The new research was published March 10 in The Astrophysical Journal Supplement Series.

The Question of Planet Nine

Batygin, who is still pursuing his hunt for Planet Nine, calls this new method for finding TNOs "a brilliant idea," adding that the research has uncovered new objects that may have otherwise gone undiscovered for years.
Planet Nine
© NASA/JPL-Caltech/R. Hurt (IPAC)
The hypothetical world called Planet Nine is expected to be a super-Earth or sub-Neptune planet with an orbit that potentially takes it dozens of times farther from the Sun than the dwarf planet Pluto.
Unfortunately, the new objects don't yet lead to anything conclusive about Planet Nine. The researchers released early results analyzing whether the orbits of the seven newfound eTNOs support the clustering pattern that points to Planet Nine, but so far, they've turned up nothing.

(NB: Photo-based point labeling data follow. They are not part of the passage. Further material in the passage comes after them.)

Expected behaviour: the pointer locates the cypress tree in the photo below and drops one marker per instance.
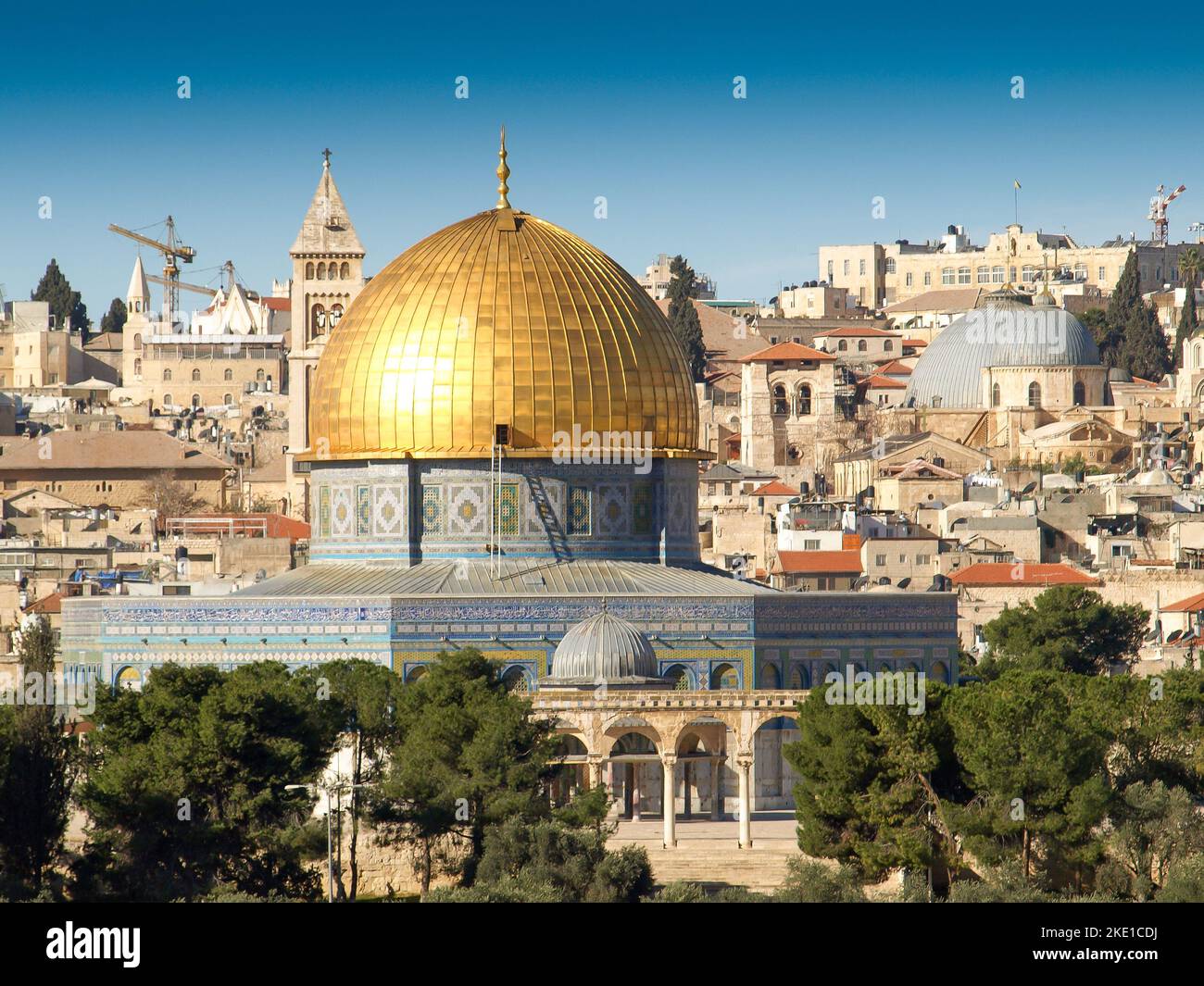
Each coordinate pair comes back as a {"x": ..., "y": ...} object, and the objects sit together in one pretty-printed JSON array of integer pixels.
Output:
[{"x": 684, "y": 317}]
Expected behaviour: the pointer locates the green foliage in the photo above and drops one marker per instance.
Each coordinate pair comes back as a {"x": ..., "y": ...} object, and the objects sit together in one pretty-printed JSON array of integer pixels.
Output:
[
  {"x": 1067, "y": 628},
  {"x": 469, "y": 754},
  {"x": 1132, "y": 339},
  {"x": 1185, "y": 882},
  {"x": 115, "y": 318},
  {"x": 684, "y": 317},
  {"x": 811, "y": 882},
  {"x": 36, "y": 773},
  {"x": 546, "y": 857},
  {"x": 64, "y": 303},
  {"x": 873, "y": 780},
  {"x": 187, "y": 786},
  {"x": 1034, "y": 745}
]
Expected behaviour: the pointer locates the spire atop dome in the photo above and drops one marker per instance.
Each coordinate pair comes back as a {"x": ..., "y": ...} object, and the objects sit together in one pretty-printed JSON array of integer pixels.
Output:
[
  {"x": 139, "y": 288},
  {"x": 326, "y": 227},
  {"x": 504, "y": 172}
]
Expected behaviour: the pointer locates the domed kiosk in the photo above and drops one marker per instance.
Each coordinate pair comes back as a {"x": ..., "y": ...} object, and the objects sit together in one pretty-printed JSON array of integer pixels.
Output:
[
  {"x": 605, "y": 649},
  {"x": 1010, "y": 352}
]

"If this were the first dataset that came out, then no one would have come up with the Planet Nine hypothesis because there appears to be no clustering [in the orbits of the new eTNOs]," says Sako. However, he adds that this doesn't disprove the existence of Planet Nine either. Their method could uncover other eTNOs that do support the proposed Planet Nine — or even spot the object itself.

Ann-Marie Madigan, an astronomer at the University of Colorado Boulder, says, "TNOs are difficult to detect, and so each one we find tells us that there is a much more massive underlying population [of objects] out there," she says. The more TNOs we discover, the more we can tell if there's evidence for Planet Nine. Or, alternatively, if Madigan's own theory of collective gravity of very distant objects eliminates the apparent need for a Planet Nine.

Story of our Solar System

Regardless of whether Planet Nine exists or not, understanding the orbits and properties of TNOs will provide insights into the history of the giant planets, or perhaps past giants that were kicked to the outskirts of the solar system during its early years.

"[TNOs] are relics of what happened in the solar system long ago," Bernstein says. "They are out there in cold storage."